Considering Our Options – $MAS Put Calendar

by CC August 7, 2014 12:12 pm • Commentary

At the end of July we bought a put calendar in MAS with the idea that we could fade the earnings move (earnings were the evening of the trade) and play for the consolidation that would occur before a possible next leg down in the stock. Here was the original trade and view and rationale:

My View:  I do think there is another leg lower in Housing stocks, more likely closer to the end of the Fed’s Taper as opposed to now after a fairly sharp decline recently that could discount bad news in the short run.  In MAS, I want to sell the implied move, playing for a near term consolidation, and look to own some longer dated near the money puts.  Here is the trade:  

Trade: MAS ($20.38) Bought Aug/ Oct 20 Put Spread for .50

-Sold to Open Aug 20 Put at .475

-Buy to open Oct 20 Put for .975

Break-Even on Aug Expiration:

-Max profits with stock at $20 on Aug expiration.

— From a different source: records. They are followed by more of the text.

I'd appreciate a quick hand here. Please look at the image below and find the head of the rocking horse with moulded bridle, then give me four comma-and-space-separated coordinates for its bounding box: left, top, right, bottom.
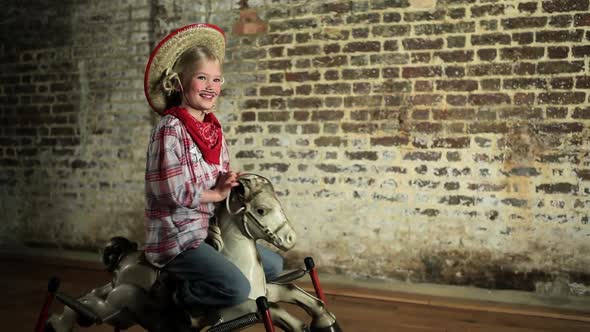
226, 173, 296, 250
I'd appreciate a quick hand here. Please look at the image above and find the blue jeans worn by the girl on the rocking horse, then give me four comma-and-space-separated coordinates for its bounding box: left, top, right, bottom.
165, 242, 283, 309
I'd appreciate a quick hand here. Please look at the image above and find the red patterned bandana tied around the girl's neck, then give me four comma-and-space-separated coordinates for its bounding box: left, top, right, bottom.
162, 106, 223, 165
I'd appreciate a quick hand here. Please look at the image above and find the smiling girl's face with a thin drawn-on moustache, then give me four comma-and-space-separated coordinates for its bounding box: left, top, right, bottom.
181, 60, 223, 112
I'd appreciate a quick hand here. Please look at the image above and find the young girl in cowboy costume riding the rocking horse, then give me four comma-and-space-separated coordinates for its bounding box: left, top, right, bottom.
144, 24, 282, 309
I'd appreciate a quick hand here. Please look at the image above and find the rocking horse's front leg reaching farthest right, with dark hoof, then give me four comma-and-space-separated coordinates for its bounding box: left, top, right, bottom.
266, 283, 340, 331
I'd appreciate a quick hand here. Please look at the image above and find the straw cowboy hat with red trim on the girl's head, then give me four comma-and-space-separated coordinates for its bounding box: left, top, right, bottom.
143, 23, 225, 113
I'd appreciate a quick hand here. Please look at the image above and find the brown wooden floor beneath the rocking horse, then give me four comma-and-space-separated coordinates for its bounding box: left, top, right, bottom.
0, 255, 590, 332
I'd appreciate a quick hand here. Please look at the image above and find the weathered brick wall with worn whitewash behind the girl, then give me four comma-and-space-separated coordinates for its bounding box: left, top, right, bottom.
0, 0, 590, 294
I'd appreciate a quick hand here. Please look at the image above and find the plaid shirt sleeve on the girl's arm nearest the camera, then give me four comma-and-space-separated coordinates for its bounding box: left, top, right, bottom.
146, 125, 201, 208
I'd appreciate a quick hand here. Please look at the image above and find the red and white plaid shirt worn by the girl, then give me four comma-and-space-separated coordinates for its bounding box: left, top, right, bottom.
144, 115, 229, 267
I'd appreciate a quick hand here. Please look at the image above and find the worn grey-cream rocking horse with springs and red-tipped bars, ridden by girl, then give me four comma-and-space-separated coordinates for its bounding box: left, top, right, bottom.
36, 174, 341, 332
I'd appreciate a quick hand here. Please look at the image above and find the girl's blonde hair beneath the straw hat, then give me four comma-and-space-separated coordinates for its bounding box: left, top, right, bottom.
162, 45, 221, 108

-losses of up to .50 if stock is significantly higher or lower than $20 on Aug expiration.

Rationale:  Assessing the potential range of outcomes, it seems that a miss and guide down, while likely, could see a more muted move given the stock’s 10% decline from the highs earlier in the month.  On the flip side, the disappointments from many peers and the weak data suggest that a beat and raise is fairly unlikely. But the stock could see a bounce on an inline to slightly better report. I think the most likely outcome is under-performance of the implied move which leaves me inclined to sell it and finance the purchase of longer dated puts.  This is not a particularly high risk/ high reward trade, but it takes advantage of the elevated levels of implied vol and fits my thesis on the sector.

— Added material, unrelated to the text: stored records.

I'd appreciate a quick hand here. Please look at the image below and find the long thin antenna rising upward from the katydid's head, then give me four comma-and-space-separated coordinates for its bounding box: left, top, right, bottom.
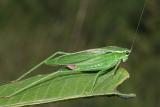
130, 0, 147, 53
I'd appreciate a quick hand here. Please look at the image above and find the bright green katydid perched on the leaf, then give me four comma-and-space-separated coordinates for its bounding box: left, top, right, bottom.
0, 46, 130, 97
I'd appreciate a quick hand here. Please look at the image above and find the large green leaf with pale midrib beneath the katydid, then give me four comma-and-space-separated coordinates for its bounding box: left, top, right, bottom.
0, 68, 135, 107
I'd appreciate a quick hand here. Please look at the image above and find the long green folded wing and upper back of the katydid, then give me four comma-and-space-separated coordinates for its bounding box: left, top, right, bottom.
45, 46, 129, 65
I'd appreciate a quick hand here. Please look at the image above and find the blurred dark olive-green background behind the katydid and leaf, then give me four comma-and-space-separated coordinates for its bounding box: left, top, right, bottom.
0, 0, 160, 107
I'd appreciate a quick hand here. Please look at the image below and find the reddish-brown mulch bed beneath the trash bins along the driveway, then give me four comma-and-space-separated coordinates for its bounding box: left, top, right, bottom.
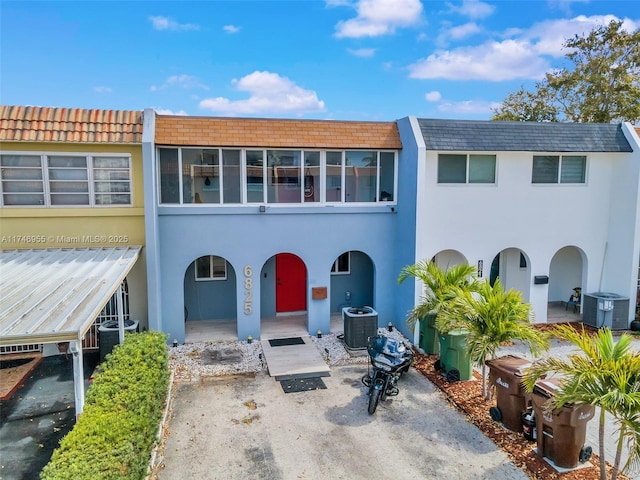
414, 346, 628, 480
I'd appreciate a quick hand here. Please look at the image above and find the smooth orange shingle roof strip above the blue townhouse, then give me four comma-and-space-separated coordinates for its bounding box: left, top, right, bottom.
155, 115, 402, 149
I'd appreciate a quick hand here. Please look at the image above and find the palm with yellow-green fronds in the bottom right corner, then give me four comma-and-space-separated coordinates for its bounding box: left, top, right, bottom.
523, 325, 640, 480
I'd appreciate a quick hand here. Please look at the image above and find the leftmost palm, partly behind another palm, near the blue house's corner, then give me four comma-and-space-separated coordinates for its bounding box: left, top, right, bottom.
398, 260, 476, 329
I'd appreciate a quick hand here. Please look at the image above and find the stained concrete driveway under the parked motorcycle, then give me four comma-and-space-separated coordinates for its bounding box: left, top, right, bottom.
158, 365, 527, 480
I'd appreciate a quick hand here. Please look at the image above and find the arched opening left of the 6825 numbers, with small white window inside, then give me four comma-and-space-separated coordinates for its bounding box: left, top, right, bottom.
184, 255, 238, 342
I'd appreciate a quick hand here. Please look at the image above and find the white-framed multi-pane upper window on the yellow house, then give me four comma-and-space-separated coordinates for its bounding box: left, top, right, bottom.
0, 153, 131, 207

Since initiating the trade MAS is up about a dollar and the trade is a small loser here. Because the calendar is two months apart it gives us some options as far as what to do with the August expiration. Right now the short August puts are .05 @ .10 and will likely expire worthless (they are 13 deltas). Currently the Sept 20 puts (the best candidate to roll the calendar) are .30 @ .40 and 27 deltas (the Oct 20 puts we are long are 30 deltas).

What that means is any move towards 20 in the next few days would increase the value of those Sept puts (and our October puts) but not the August puts we are short. A one dollar move lower from here would probably benefit the cost of the roll (in our favor) by 30-40c. With only a few more days until expiration the August puts will probably not increase much at all, even with a sharp move to the strike.

Because of that, any move lower from here means we’d likely roll the position to September (close the August puts for 5c or so, sell the Sept puts to open) The lower the stock is (closer to the 20 strike)  the better that entry is for the roll.